Despite deciding against major regulatory actions due to the risk of unintended consequences that could affect the data’s availability and quality—a crucial resource for global investors—the FCA has pinpointed several areas where competition could be significantly improved.

The study’s revelations indicate that the current state of competition in these markets may lead to users incurring higher costs for data than would be the case in a more competitive environment. This concern is particularly pressing given the critical role that such data plays in supporting effective investment decisions across the financial sector.

In a move to address these findings, the FCA has proposed initiatives aimed at ensuring wholesale data is distributed under fair, reasonable, and transparent conditions. This approach forms a part of the regulator’s broader strategy to ‘repeal and replace’ assimilated EU law, reinforcing the UK’s status as a premier global financial hub fostering investment, innovation, and sustainable growth.

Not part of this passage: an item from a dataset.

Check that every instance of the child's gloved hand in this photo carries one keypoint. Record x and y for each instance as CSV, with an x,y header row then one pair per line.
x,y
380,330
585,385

Sheldon Mills, the FCA’s Executive Director of Consumers and Competition, emphasised the importance of quality and accessible wholesale data for the efficiency of financial markets. “The quality and availability of wholesale data is integral to well-functioning wholesale financial markets,” Mills stated. He further clarified, “Our market study found that firms can access the data they need to make effective investment decisions. We do not believe the case has been made for significant interventions. However, we will examine ways to help support wholesale data being provided on fair, reasonable and transparent terms.”

In its commitment to fostering a competitive and fair marketplace, the FCA will continue to scrutinize allegations of anti-competitive behavior across all markets, including wholesale data markets, leveraging its powers under the Competition Act to address any such issues.